Running again is amazing, yes I’ve only ran once but just to run again and feel the harsh sensations throughout the body brings a smile to my face. I’m still not as strong as I was, chemotherapy has seemed to have taken away the strength I had built up since the last round. My left side, which I have worked really hard on, is back to how it was last time on chemotherapy but my time seems to have stayed the similar. I was so happy to see I was only 30 seconds slower over a mile before the second round of chemotherapy. That feeling is so rewarding, you actually feel like you’ve achieved something. Accomplished something by and for yourself.
I still do physio in order to get stronger, I’m progressing well I think. That is not progressing but managing itt three times a day including when I’m on chemotherapy. It does annoy me I cannot progress it but I’ve been discharged from physio so that’s a big step in the right direction. So I’m physically doing well I think but mentally it’s hard to explain.
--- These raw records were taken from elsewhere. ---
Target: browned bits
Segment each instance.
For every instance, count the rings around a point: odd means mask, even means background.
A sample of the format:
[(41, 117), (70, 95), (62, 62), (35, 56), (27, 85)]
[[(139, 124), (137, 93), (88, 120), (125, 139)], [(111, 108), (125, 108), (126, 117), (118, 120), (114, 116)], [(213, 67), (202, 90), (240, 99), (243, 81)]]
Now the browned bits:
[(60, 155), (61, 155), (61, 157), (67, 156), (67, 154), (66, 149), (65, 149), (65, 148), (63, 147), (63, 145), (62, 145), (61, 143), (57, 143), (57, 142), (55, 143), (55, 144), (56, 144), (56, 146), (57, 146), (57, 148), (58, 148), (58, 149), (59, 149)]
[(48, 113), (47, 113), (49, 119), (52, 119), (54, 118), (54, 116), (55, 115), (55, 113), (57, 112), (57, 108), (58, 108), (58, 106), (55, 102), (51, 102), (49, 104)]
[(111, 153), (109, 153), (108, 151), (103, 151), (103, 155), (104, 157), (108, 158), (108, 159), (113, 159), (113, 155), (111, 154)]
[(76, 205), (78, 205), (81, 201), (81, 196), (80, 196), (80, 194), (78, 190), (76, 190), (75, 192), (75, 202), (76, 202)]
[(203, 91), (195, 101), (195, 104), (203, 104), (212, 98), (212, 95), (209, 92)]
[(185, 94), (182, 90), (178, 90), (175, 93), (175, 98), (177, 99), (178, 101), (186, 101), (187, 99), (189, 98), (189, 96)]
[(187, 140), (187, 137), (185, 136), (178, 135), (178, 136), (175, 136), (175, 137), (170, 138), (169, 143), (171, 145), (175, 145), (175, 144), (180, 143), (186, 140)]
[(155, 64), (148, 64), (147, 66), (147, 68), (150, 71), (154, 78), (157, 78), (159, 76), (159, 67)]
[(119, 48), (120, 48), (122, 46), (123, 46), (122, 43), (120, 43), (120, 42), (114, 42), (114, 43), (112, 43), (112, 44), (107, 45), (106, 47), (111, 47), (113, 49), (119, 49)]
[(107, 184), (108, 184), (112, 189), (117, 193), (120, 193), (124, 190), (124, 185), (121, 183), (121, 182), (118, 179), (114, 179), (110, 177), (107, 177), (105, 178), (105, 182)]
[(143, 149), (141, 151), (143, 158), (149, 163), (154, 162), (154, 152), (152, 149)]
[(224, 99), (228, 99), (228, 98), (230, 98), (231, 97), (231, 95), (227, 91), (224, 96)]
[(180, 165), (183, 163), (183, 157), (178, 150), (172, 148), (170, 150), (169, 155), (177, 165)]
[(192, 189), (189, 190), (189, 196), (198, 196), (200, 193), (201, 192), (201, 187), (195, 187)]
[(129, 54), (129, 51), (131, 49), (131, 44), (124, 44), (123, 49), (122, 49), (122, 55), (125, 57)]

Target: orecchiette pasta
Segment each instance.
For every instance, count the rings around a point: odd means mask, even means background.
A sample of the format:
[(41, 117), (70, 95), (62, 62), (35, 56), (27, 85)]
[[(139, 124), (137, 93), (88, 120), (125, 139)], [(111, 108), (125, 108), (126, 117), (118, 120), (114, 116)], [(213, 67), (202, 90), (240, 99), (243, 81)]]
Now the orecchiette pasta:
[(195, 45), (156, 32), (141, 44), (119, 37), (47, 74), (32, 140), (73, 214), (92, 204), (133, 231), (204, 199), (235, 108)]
I try to remain strong but sometimes it’s too much. Social Media mostly shows my strength and when people call me an inspiration I want to cry. I just want to help other people and being told that makes me feel overjoyed. I can help people through my struggle. But what people don’t see is the offload. I go weeks, maybe even months without crying, but sometimes you have to let it go. One big cry is usually the answer for me. I cry and think I’m hard done to because people with a condition similar to me are. Crying is not a weakness, it’s a strength. I do get upset daily, and I’m sure people with a similar condition do, but I accept it because I’d rather face this than you. We are strong.
People cope in different ways. I try and bring people closer and help others suffering. I’m lucky I have good friends that I love, and I’m not scared to tell them that, who haven’t pushed me away. I know people do that so they can’t get hurt but pushing people away isn’t an answer. You’ll end up lonely, depresses and still as hurt. You can’t live your life like that or live it regretting. So I embrace everyone and everything around me because we are lucky.
I wake up every morning and thank God that I’m still alive. Life is precious and we should use it loving and caring for ourselves and others. Don’t be scared of other people’s opinions. We are strong.